Last time I was involved with this interview style it always seemed to take an
hour to get setup which meant a long interview of 3-4 hours particularly if a
candidate went down the wrong path.

In the end we optimised for SOLID principles with a blackbox dll that had a
function that slept for 2 seconds and a calling class that had mixed
responsibilities (logging and calling the dll).
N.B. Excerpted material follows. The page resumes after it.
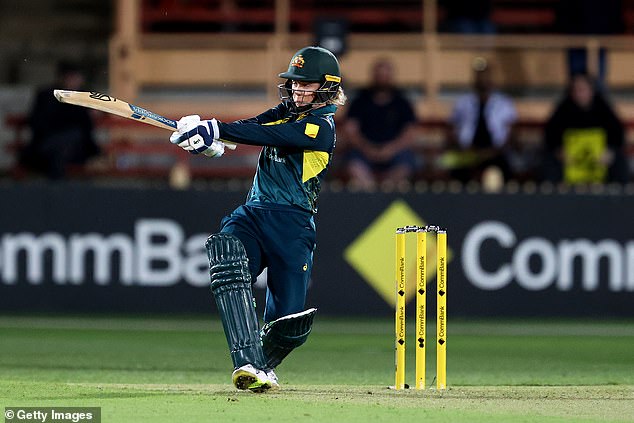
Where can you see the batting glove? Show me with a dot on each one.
(196, 136)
We started folks off with a
test or two and hoped they'd inject a mock to get rid of the delay and split
logging off into a separate class.

I'm not saying it was a great test but you could do something within an hour
or so then maybe spend half an hour talking through what techniques they'd use
for a more complicated scenarios.

If you can afford the time then more realistic testing is great and I do think
you should try.

------
gammateam
I don't give questions like this primarily because:

\- Workers are going to be around for 15 months or less and they have domain
expertise on 1 stack already and I don't need to screen for how they would
hypothetically function across all stacks

\- Worker's process and resource finding skills are more indicative of the
time they will spend on a task

\- Worker's process includes collaborate use of version control and code
reviews, if they pass the screening but can't really integrate on these things
then thats what will get them booted from the team

It isn't always more expensive to have a not great developer. Look in your
organization and see if what I experience is true for you, and you'll save
everyone a lot of time.

------
james_s_tayler
Why do we talk about this every week on HN?

I'm pretty sure it's either once a week or once every two weeks.